During the Ming Dynasty, a woman’s modesty and virtue were her most prized possessions, and to protect them the social customs governing interactions between men and women were incredibly strict. Because all doctors at the time were male, women often suffered incomplete or inaccurate diagnoses assuming they could seek medical treatment at all.
A woman was required to bring a male relative to the appointment. The doctor would speak only to this relative, the patient would not be allowed to advocate for herself directly. The physician would be very limited in the physical examination, even taking her pulse would require permission from the watching male protector, and depending on her status, the doctor might not even be allowed to see his patient, examining the woman from behind a screen or vale.

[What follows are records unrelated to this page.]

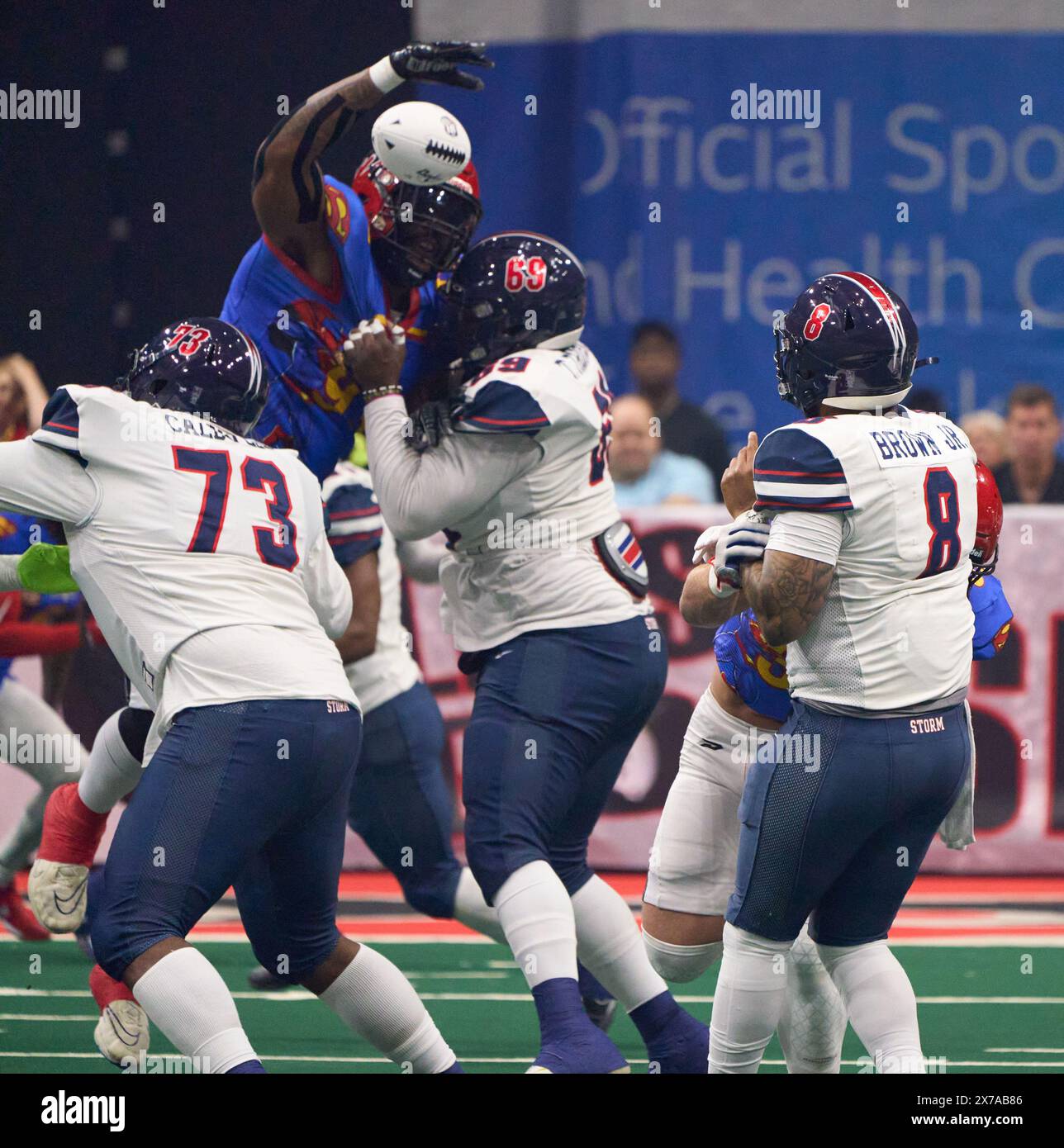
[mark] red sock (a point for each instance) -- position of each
(73, 832)
(106, 989)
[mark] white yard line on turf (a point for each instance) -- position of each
(520, 1060)
(302, 994)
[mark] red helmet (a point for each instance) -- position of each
(988, 518)
(411, 247)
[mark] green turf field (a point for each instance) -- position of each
(983, 1009)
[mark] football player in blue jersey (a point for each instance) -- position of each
(330, 256)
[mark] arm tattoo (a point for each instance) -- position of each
(310, 131)
(786, 591)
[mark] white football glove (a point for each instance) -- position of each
(706, 544)
(743, 541)
(372, 327)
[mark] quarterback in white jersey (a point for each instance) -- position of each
(544, 589)
(863, 576)
(205, 558)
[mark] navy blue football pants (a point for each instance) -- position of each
(554, 717)
(401, 804)
(251, 795)
(837, 822)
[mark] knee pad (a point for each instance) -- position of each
(681, 962)
(133, 726)
(833, 956)
(115, 946)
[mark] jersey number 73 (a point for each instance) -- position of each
(274, 547)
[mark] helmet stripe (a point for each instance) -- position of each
(256, 364)
(877, 292)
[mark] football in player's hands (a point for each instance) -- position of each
(743, 541)
(374, 353)
(439, 59)
(737, 483)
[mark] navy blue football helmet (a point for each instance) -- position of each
(203, 367)
(849, 341)
(513, 291)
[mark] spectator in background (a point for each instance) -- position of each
(22, 397)
(1033, 472)
(644, 473)
(988, 435)
(654, 361)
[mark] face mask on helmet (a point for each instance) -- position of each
(501, 282)
(417, 232)
(848, 341)
(430, 227)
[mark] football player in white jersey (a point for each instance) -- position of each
(864, 577)
(401, 804)
(205, 561)
(544, 594)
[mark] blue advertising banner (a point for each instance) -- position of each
(706, 178)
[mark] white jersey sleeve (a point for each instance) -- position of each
(420, 493)
(50, 483)
(895, 630)
(327, 588)
(356, 529)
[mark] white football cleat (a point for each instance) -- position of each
(123, 1032)
(58, 894)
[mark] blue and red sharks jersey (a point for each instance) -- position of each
(754, 670)
(758, 671)
(300, 326)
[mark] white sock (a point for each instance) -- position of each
(473, 910)
(881, 1003)
(112, 771)
(681, 962)
(813, 1021)
(186, 998)
(610, 945)
(748, 1001)
(536, 915)
(374, 999)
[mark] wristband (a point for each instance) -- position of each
(383, 76)
(372, 393)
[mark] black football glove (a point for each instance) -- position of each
(432, 421)
(439, 62)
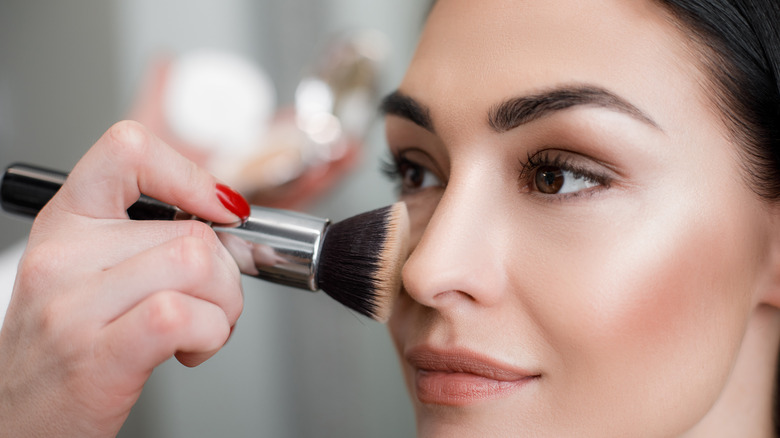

Into this society was born Tan Yunxian. In 1461 she was into a family of respected physicians. Her grandparents noticed that she was incredibly bright and had a thirst for knowledge. During a time when most women were not educated beyond the 4th grade, they took the extraordinary step of training her in the family business. Their intention was probably to have her assist her brothers as a nurse of sorts, and for a while, that is exactly what happened, but their training and her diligent study would eventually result in China’s first female-run practice devoted mostly to obstetrics and pediatrics.
Because Tan could physically examine women when other doctors could not, she garnered significantly better results than her male counterparts. Her female neighbors flocked to her and she became the unofficial local provider specializing in “woman’s issues.” She would birth hundreds of babies and diagnose and treat countless women, but she would never be allowed to bear the title of doctor or run an accredited practice. We only know of her today because of the records of 31 patients that she kept and assembled into a book entitled 女医杂言 Sayings of a Female Doctor. The laws of the day did not permit printers and booksellers to reproduce or circulate women’s work, so her son had to have the wood printing blocks made for her and which self-published and distributed.
She must have really known her stuff because she would survive to the age of 93 (96 by some accounts). Shockingly long life by modern standards and nearly unheard of in her era. Long before the west would produce Elizabeth Blackwell, Tan left a legacy of service, tenacity, and medical excellence that was almost lost to time.